Bringing two electrical insulators together to create an electrical superconductor: Anyone wishing to analyze such phenomena in nanostructures will soon come up against metrological limitations—unless a new method is used that Würzburg physicists have helped to develop.
Modern electronic devices contain components such as transistors and diodes consisting of semiconductor layers made of silicon, germanium or gallium, and arsenic. Semiconductors made from these chemical elements have relatively simple properties that have been well characterized scientifically.
Likewise, the possible applications for such layer structures in memory modules and microprocessors are also simple: “The primary objectives of technological improvements are further miniaturization, increasing component density, and greater speed,” says physics professor Vladimir Hinkov from the University of Würzburg.
Elements that reveal interesting phenomena
On the other hand, science expects to unearth entirely new possibilities with components that contain manganese, nickel, titanium, and other elements from the so-called subgroups. “These metals have electron clouds that enable more complex bonds and electron configurations. This leads to physical phenomena that are unknown in semiconductors,” says Hinkov. As examples of such phenomena he mentions tremendous magnetoresistance and various magnetic orders, all of which occur in oxides of these metals.
Even more interesting application possibilities are opened up when these oxides are placed on top of each other in ultra-thin layers, some only a few atoms thick. For example, electrical resistance completely disappears at the interface between strontium titanate (SrTiO3) and lanthanum aluminate (LaAlO3)—despite the fact that both materials in themselves have very high electrical resistance they become a superconductor at their shared interface. So, it is no wonder that such nanostructures are the subject of intensive research.
Why the analysis of nanostructures is complicated
Chemical composition, magnetic order, distribution of electrons in the electron clouds: “Recording these properties sounds like an easy task, but in reality it is extremely complicated and conventional measurement methods can be used in very few cases,” says the Würzburg professor of physics. One reason for this is that the phenomena of interest occur in the nanocosmos, on length scales of just a few nanometers.
Of course, there are measurement methods with nanometer resolution, but these have disadvantages.
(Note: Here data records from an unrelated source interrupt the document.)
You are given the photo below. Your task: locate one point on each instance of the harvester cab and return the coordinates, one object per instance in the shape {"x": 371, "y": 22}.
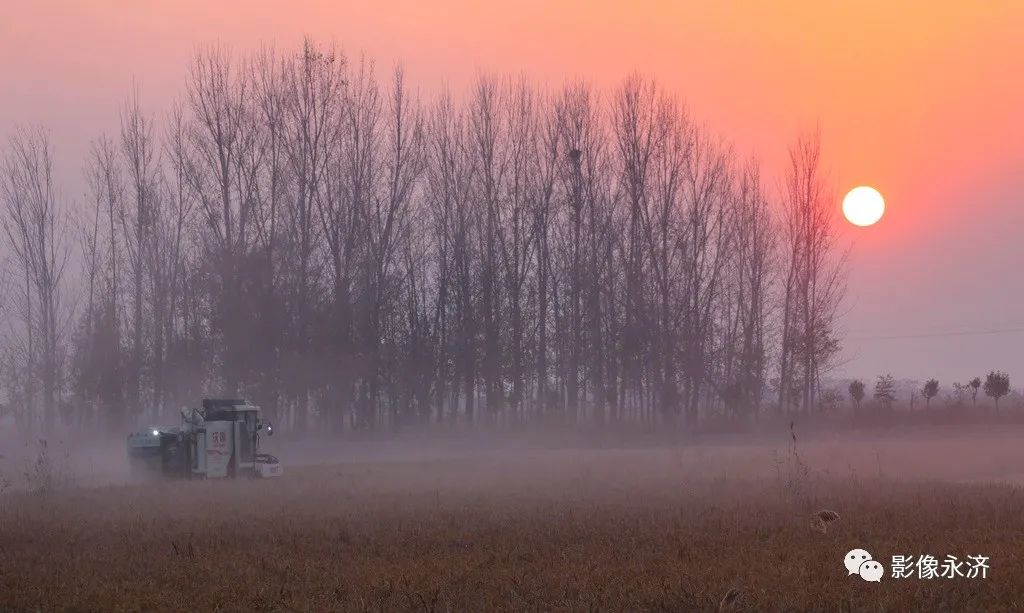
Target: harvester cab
{"x": 220, "y": 439}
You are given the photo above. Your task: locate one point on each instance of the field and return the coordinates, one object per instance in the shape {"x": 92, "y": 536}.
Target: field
{"x": 525, "y": 528}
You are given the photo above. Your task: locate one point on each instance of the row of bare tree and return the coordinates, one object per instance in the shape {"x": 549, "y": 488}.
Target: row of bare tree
{"x": 304, "y": 233}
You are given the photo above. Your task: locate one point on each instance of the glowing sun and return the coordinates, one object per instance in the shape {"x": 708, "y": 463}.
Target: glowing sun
{"x": 863, "y": 206}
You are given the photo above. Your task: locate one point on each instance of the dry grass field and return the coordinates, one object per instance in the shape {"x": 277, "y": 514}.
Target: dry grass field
{"x": 667, "y": 529}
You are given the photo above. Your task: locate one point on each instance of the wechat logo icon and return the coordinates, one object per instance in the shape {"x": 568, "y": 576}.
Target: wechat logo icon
{"x": 859, "y": 562}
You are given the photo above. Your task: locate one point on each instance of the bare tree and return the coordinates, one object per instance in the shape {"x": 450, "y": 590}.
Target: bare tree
{"x": 36, "y": 227}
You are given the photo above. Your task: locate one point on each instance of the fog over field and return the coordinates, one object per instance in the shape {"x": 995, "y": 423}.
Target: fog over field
{"x": 528, "y": 306}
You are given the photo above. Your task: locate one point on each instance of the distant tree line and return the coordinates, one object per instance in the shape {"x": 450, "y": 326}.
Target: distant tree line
{"x": 995, "y": 386}
{"x": 323, "y": 241}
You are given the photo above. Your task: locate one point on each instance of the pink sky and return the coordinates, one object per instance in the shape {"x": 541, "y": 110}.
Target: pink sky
{"x": 922, "y": 99}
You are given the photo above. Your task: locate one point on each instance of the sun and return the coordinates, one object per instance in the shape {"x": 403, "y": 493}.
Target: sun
{"x": 863, "y": 206}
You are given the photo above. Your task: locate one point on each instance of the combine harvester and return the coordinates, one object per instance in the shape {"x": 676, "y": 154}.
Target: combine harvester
{"x": 219, "y": 440}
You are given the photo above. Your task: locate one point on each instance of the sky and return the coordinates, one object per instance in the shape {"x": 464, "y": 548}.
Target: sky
{"x": 923, "y": 100}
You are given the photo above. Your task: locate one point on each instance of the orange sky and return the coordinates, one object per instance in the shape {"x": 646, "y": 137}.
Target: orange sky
{"x": 922, "y": 99}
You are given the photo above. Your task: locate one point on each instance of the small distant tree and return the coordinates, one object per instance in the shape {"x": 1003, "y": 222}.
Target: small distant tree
{"x": 960, "y": 391}
{"x": 975, "y": 385}
{"x": 885, "y": 390}
{"x": 996, "y": 386}
{"x": 856, "y": 392}
{"x": 930, "y": 391}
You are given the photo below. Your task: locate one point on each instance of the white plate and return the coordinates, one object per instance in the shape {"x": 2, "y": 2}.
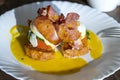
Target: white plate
{"x": 94, "y": 20}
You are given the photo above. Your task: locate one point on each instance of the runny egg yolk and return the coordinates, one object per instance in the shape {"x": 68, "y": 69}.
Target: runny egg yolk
{"x": 59, "y": 63}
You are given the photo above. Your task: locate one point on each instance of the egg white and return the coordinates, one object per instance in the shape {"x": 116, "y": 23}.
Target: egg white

One example is popular scanning transmission electron microscopy (STEM). Here, thin slices are removed from a nanostructure and scanned with an electron beam. The sample therefore has to be destroyed for the test—but doing so may change the properties that you actually want to analyze.
What the newly developed measurement method can do
With Vladimir Hinkov as the coordinator, a team of scientists from Germany, Canada, and the United States has now developed a promising new measurement method and presented it in the journal Advanced Materials. It works without destroying anything, offers a nanometer resolution, identifies the chemical elements involved, and is able to determine both the magnetic order and the electron distribution. Tiny traces of elements hidden deep in the nanostructure can also be identified using this method. Chemical profiles can be determined even in structures made from many elements and with complex layering.
The method, an enhancement of resonant x-ray reflectometry, is based on the scattering of x-rays with a wavelength of a few nanometers at the interfaces of the layer structure: The various scattered partial beams are then superimposed and measured. The measurements are processed accordingly to deliver an image of the structure with depth resolution. In this approach, the method resembles optical holography, which is used to generate images with spatial resolution.
Why success was dependent on many specialists
“An undertaking of this magnitude was only possible with the involvement of colleagues from many different disciplines,” says Hinkov. First you need x-ray light of such high intensity and quality as can only be generated using synchrotrons. The measurements are taken using highly specialized instruments, which the researchers set up on the synchrotron itself.
In addition, nanostructures of the highest quality are required in order to refine and test the method. The measurement data are analyzed using specially developed software and, finally, the results need to be discussed with theoreticians to arrive at a better understanding of the phenomena.
The next steps in the research
“We have been working intensively on this project for several years, and now our patience has really paid off,” says the Würzburg physicist happily. While it is true that the layer structures examined are not yet components for applications, the materials used are technologically relevant and the next development stages are clear: “Research into structures with interesting magnetic and electronic properties and, in the not too distant future, the design of elements with customized physical and technological properties,” explains Hinkov. Switchable magnetism, superconductivity, and novel sensors are some of the applications that offer promising possibilities here.